Caponina papamanga

Scientific classification
- Domain: Eukaryota
- Kingdom: Animalia
- Phylum: Arthropoda
- Subphylum: Chelicerata
- Class: Arachnida
- Order: Araneae
- Infraorder: Araneomorphae
- Family: Caponiidae
- Genus: Caponina
- Species: C. papamanga
- Binomial name: Caponina papamanga Brescovit & Sánchez Ruiz, 2013

= Caponina papamanga =

- Authority: Brescovit & Sánchez Ruiz, 2013

Species of spider from the Brazilian Amazonia

Caponina papamanga is a species of araneomorph spider from the Brazilian Amazonia. It is the first species of the genus Caponina from the region. It belongs to the family Caponiidae, which is described as ecribellate and haplogyne.

== Description ==
Males of Caponina papamanga have a generally brownish cephalothorax, although the central part of the sternum is cream. The legs are also brownish. The abdomen is grayish. The total body length of the holotype is 3.1 mm, of which the flat carapace makes up 1.15 mm. The chelicerae have long fangs and a stridulatory apparatus on the lateral surface. The palpal bulb has a relatively wide base and a long, pointed embolus. Females have a similar coloration. The female paratype has a total body length of 3.15 mm, the carapace making up 1.1 mm, both lengths being very similar to the male holotype.

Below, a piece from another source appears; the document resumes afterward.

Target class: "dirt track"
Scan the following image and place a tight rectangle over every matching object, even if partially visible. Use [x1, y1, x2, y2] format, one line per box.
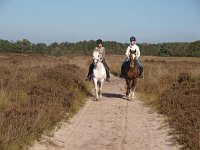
[31, 77, 178, 150]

Caponina papamanga resembles C. alegre, but can be distinguished by features of the male and female genital organs.

== Taxonomy ==
Caponina papamanga was first described in 2013 by Antonio Brescovit and Alexander Sánchez Ruiz. Specimens were collected in pitfall traps near Belterra in the state of Pará in the Brazilian Amazonia. The specific name papamanga is based on a nickname for the inhabitants of Belterra, where there are many plantations of mango trees.

== Distribution ==
As of September 2020, the species was only known from the type location in Brazil (Belterra).